Rickard removed himself and his knife from my personal space and once again I found myself holding the feet of a corpse, trying to load it into a handicap accessible van.
“Try around the back,” the lady said.
I was kind of shocked when she spoke. I’d assumed she was a mute as well as handicapped. I’m sure that doesn’t say much for my sensitivity toward the handicapped, but hey, at least I’m aware of my prejudices, right?
“Van can take a fucking wheelchair,” Rickard mumbled, “but no good way to load a folded up body.”
He tossed me the keys and I stared at them like one of those pocket puzzles they give you at truck stop restaurants to distract you from the poor service and depressing atmosphere.
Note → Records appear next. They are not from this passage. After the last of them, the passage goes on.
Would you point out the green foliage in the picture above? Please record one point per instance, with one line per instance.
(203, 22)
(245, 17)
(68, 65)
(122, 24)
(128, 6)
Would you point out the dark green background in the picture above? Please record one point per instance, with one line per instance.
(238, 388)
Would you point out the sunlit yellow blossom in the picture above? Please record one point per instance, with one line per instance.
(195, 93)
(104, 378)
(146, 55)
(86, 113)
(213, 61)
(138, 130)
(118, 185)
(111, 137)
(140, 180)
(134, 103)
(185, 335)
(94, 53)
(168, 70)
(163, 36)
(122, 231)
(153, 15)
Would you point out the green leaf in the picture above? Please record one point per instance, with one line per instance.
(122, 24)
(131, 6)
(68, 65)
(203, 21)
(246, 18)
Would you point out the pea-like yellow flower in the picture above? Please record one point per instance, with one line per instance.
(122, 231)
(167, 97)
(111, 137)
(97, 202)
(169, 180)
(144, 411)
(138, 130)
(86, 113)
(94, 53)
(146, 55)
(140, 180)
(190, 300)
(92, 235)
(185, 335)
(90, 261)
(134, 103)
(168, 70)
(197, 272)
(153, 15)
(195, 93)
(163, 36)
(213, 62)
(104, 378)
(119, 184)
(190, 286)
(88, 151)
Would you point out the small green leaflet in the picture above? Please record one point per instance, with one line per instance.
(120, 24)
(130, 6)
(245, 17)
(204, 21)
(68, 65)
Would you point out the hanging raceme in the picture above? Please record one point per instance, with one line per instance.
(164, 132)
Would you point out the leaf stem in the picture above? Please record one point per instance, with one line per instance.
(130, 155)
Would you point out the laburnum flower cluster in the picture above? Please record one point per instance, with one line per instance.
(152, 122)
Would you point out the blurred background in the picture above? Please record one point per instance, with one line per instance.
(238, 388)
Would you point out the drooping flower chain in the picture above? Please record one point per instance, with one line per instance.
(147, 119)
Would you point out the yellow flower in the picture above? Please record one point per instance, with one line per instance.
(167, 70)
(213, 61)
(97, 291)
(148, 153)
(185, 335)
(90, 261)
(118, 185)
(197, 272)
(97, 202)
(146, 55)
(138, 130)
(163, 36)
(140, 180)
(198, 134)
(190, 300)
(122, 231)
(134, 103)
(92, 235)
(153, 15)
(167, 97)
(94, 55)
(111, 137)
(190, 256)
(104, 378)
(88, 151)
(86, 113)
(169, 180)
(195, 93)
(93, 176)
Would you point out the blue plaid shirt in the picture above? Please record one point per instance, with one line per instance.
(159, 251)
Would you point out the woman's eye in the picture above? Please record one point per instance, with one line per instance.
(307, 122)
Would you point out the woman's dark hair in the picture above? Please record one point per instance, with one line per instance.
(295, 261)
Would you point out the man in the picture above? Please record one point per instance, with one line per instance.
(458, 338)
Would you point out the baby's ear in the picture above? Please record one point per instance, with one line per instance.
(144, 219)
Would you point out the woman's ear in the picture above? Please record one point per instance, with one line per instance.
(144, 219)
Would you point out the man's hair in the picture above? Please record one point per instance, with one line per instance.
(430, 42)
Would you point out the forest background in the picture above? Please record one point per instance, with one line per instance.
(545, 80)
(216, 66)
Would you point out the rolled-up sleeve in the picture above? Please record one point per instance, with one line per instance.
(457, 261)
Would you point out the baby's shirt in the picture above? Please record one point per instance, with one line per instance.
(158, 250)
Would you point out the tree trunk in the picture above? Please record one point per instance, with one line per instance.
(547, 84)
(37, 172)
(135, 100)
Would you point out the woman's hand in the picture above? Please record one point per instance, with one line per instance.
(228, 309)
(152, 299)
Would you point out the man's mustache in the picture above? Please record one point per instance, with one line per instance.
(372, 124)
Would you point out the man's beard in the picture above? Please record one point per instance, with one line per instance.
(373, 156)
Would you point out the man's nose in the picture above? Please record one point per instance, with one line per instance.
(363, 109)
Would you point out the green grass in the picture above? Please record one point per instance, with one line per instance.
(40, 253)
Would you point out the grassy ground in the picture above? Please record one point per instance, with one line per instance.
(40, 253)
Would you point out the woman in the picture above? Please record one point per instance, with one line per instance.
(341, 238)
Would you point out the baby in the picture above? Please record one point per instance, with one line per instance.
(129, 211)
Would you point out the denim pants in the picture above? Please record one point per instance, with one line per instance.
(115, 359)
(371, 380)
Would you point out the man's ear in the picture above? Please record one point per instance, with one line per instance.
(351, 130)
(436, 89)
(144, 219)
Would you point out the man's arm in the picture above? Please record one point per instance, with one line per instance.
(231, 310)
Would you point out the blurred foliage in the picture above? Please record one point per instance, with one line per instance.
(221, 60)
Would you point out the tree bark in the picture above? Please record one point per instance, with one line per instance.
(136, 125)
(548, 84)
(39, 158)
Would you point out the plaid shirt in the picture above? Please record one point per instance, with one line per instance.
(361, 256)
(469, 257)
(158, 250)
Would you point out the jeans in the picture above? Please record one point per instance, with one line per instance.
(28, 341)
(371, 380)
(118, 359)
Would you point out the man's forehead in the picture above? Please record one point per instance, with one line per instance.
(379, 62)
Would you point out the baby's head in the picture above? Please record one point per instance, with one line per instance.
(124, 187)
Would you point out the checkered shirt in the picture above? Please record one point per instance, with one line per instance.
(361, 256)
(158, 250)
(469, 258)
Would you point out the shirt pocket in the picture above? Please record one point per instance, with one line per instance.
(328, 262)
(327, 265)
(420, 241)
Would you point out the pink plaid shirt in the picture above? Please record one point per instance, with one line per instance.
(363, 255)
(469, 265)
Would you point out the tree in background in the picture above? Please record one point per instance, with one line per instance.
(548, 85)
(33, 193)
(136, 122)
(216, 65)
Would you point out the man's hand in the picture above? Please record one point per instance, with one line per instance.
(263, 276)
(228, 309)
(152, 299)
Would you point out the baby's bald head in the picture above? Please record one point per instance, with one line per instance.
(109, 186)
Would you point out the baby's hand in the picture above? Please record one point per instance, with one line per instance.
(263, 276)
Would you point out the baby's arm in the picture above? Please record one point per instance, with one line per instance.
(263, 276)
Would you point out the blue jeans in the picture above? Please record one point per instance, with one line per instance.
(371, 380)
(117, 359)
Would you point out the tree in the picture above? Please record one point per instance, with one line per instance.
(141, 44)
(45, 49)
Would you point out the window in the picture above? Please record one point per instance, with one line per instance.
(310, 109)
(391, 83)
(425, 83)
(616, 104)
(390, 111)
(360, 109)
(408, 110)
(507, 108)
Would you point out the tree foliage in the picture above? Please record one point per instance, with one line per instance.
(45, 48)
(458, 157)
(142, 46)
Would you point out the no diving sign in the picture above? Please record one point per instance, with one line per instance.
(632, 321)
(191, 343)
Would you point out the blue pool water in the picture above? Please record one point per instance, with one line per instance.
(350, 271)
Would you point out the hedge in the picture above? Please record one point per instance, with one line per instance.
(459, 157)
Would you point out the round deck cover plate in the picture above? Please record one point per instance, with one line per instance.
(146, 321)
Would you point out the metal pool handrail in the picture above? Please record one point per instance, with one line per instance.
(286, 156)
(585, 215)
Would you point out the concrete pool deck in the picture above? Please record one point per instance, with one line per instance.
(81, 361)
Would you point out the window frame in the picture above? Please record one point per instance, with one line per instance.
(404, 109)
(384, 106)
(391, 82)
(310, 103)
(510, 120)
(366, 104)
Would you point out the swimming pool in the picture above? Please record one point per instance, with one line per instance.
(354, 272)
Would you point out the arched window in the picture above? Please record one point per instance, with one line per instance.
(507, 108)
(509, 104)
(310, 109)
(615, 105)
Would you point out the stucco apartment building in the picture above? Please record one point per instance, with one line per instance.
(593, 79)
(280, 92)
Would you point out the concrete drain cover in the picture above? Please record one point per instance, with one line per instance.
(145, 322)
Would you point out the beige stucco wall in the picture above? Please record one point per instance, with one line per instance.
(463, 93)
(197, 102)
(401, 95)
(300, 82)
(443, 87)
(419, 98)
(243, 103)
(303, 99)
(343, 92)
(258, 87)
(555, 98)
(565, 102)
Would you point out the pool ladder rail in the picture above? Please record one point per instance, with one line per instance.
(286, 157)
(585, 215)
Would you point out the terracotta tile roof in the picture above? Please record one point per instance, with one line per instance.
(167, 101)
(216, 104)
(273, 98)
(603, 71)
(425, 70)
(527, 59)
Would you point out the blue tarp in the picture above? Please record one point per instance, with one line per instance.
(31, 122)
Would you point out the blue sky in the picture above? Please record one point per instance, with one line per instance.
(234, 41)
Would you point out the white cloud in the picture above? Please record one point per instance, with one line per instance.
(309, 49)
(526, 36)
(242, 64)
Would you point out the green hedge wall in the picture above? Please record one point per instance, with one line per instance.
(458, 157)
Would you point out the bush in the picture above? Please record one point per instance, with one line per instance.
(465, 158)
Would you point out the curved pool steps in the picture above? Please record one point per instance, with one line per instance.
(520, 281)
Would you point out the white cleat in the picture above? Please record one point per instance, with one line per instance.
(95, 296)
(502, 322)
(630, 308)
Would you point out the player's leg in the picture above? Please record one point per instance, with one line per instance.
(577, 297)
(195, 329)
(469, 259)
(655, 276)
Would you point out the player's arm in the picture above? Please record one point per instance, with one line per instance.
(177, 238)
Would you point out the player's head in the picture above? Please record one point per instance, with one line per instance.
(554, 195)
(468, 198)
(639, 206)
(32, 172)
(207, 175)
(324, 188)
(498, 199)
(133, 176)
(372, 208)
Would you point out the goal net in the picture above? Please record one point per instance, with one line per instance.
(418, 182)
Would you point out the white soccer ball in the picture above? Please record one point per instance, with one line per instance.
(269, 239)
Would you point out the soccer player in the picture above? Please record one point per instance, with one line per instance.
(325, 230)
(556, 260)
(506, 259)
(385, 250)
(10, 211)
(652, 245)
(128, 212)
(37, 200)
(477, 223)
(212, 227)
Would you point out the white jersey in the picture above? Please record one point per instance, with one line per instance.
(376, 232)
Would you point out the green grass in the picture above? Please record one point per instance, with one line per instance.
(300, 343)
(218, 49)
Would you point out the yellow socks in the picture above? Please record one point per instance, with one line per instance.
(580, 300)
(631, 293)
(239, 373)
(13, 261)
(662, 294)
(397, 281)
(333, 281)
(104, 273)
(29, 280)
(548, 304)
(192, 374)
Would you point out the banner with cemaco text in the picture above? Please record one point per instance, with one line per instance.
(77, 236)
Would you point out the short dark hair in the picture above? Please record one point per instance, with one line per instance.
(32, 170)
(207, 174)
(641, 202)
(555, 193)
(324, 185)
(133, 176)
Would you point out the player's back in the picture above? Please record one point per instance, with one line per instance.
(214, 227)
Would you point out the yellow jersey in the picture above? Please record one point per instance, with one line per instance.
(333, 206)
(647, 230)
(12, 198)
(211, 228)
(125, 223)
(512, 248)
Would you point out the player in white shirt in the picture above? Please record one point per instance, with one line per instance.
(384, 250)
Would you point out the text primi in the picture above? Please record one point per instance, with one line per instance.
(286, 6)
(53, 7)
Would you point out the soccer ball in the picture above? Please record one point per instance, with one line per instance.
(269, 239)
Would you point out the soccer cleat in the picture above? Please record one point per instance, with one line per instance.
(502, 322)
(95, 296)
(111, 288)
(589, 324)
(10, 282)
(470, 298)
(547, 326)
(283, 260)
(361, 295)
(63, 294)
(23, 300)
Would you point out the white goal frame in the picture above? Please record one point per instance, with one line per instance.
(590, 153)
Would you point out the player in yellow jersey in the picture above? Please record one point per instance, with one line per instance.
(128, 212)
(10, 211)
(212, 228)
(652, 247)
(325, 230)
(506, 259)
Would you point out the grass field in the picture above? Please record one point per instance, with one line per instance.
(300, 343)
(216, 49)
I gripped them tightly and pondered their irony. They represented freedom from this mess, from the consequences of my arrogance and poor planning, and more importantly from the immediate vicinity of Rickard and the mystery van. But Rickard was already in the passenger seat so I couldn’t steal the car from him and if I tried to run from him I suspected the crippled hobo lady would run me over.
So I continued staring at the keys until Rickard, once again, leaned out a window and hollered at me.
“Let’s go,” he said. “We need to see what we’re fighting for before this snow gets too bad.”